GitOps in Kubernetes Cluster
Hello! This post is about using GitOps in Kubernetes Cluster. I will briefly discuss how we can use different tools to manage and automate the deployment of Kubernetes Cluster. Specifically using tools like
- Argo CD
- Argo Rollouts
- Argo Analysis
GitOps is an operational that takes the best practices of Git and apply them to infrastructure autoation. GitOps relies on a git repository as the source of truth.
ArgoCD is a continuous delivery tool for Kubernetes. ArgoCD uses a git repository as the source of truth where helm/kustomize files are stored. It repeatedly compares the state of the application and the desired state specified in the git repository, a sync operation will be performed whenver there is a difference.
The most important file for Argo CD is the application.yaml, which specify which Git repository to watch. (spec -> source -> destination)
// application.yaml
apiVersion: argoproj.io/v1alpha1
kind: Application
metadata:
annotations:
argocd-image-updater.argoproj.io/image-list: ntuasr=ghcr.io/kaikiat/fyp-ci
argocd-image-updater.argoproj.io/write-back-method: git
argocd-image-updater.argoproj.io/git-branch: main:image-updater{{range .Images}}-{{.Name}}-{{.NewTag}}{{end}}
name: sgdecoding-online-scaled
namespace: argocd
finalizers:
- resources-finalizer.argocd.argoproj.io
spec:
project: default
source:
repoURL: git@github.com:kaikiat/fyp-cd.git
targetRevision: main
path: canary/sgdecoding-online-scaled
destination:
server: https://kubernetes.default.svc
namespace: ntuasr-production-google
syncPolicy:
automated:
prune: true
selfHeal: true
allowEmpty: false
syncOptions:
- Validate=false
- CreateNamespace=true
- PrunePropagationPolicy=foreground
- PruneLast=true
retry:
limit: 3
backoff:
duration: 5s
factor: 2
maxDuration: 3m
Argo Rollouts can be used as a delivery strategy to provide more fine-grained control and specification to the default Kubernetes rollout strategy.
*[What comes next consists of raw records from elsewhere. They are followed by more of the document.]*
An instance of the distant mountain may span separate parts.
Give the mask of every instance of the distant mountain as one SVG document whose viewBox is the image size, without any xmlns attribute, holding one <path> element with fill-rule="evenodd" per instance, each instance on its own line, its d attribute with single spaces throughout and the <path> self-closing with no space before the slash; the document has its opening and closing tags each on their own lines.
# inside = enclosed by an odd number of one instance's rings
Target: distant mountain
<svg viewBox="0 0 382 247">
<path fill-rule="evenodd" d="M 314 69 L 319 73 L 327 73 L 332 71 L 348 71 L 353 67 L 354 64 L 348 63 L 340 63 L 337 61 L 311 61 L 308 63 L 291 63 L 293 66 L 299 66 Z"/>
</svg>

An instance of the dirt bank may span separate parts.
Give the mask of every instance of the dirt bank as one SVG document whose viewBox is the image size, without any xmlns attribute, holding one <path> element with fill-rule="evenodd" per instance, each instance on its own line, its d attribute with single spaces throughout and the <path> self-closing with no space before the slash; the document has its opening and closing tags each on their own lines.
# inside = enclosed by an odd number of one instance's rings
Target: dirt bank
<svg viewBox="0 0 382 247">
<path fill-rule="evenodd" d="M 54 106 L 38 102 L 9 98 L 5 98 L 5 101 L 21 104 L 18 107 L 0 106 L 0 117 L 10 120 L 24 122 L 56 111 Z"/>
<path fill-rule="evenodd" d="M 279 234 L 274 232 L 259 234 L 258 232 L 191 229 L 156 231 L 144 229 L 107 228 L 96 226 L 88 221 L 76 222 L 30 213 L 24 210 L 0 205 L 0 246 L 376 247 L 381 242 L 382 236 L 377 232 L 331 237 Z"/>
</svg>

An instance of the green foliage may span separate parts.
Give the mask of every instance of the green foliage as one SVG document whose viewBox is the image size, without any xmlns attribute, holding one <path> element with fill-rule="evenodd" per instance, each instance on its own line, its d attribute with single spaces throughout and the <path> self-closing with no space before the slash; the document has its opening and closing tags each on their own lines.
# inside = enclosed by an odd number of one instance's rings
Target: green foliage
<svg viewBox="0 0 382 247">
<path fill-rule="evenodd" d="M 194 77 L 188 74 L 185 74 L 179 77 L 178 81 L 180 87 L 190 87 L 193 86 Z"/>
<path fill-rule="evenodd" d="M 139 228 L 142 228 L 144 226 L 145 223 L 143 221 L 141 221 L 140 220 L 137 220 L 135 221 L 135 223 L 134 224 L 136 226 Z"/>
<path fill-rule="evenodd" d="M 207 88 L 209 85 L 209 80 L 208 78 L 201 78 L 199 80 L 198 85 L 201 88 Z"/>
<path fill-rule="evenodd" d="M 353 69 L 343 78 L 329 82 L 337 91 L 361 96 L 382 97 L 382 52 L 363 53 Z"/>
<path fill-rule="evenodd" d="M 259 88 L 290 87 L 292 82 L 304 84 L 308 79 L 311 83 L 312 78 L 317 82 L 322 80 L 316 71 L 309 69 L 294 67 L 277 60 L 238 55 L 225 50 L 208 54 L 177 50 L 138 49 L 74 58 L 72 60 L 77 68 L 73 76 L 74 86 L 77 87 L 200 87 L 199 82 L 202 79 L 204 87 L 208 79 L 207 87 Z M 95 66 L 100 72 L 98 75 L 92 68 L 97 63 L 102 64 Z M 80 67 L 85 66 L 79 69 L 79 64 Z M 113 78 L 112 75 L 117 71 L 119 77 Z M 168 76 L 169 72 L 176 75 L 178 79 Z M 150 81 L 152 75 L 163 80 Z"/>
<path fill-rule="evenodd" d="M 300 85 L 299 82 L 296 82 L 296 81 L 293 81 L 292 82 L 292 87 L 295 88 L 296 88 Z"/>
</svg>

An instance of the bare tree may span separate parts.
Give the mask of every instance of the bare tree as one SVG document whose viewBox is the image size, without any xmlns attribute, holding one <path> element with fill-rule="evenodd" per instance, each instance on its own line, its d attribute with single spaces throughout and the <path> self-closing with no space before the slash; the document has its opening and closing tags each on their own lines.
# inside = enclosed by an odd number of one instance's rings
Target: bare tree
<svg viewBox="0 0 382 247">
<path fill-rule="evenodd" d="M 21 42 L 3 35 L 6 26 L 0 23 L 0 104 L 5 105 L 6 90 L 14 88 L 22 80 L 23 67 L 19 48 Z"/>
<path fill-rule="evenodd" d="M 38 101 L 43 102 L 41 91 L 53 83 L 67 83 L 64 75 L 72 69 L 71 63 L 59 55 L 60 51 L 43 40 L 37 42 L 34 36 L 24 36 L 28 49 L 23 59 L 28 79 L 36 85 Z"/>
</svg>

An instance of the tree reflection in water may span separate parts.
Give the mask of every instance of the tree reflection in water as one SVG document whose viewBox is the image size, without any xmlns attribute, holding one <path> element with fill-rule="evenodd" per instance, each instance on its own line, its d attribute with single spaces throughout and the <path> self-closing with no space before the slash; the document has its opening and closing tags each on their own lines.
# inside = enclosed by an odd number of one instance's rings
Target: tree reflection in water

Currently, either a blue green deployment or a canary rollout strategy can be used.
- Blue Green Rollout: 2 identical environments are created, typically directing software testers to the new environment first.
- Canary Rollout: Gradually release the new version to a subset of users.
To configure a blue green rollout, ensure that you have 2 service object. One directing to the actual service
// Direct to actual service
apiVersion: v1
kind: Service
metadata:
name: {{ include "ntuspeechlab.worker.name" $ }}{{ printf "-%s" $model_name | lower | replace "_" "-" }}
labels:
app.kubernetes.io/name: {{ include "ntuspeechlab.worker.name" $ }}
helm.sh/chart: {{ include "ntuspeechlab.chart" $ }}
app.kubernetes.io/instance: {{ $.Release.Name }}
app.kubernetes.io/managed-by: {{ $.Release.Service }}
Another to the preview service
// Direct to preview service
apiVersion: v1
kind: Service
metadata:
name: {{ include "ntuspeechlab.worker.name" $ }}{{ printf "-%s" $model_name | lower | replace "_" "-" }}-preview
labels:
app.kubernetes.io/name: {{ include "ntuspeechlab.worker.name" $ }}
helm.sh/chart: {{ include "ntuspeechlab.chart" $ }}
app.kubernetes.io/instance: {{ $.Release.Name }}
app.kubernetes.io/managed-by: {{ $.Release.Service }}
While a rollout is ongoing, Argo provides a way to to test both services automatically using Argo Analysis. This allow us to halt any rollouts and rollback the newer version. In the yaml file below, we tested to ensure that the number of failed request is less than 5 percent. The request are send every 5s.
// analysis.yaml
apiVersion: argoproj.io/v1alpha1
kind: AnalysisTemplate
metadata:
name: analyse-request
spec:
metrics:
- name: analyse-request
interval: 5s
successCondition: result[0] < 0.05
failureLimit: 4
provider:
prometheus:
address: http://35.240.236.243:9090
query: |
sum(number_of_request_receive_by_master_total{service="sgdecoding-online-scaled-master"})/sum(number_of_request_reject_total{service="sgdecoding-online-scaled-master"})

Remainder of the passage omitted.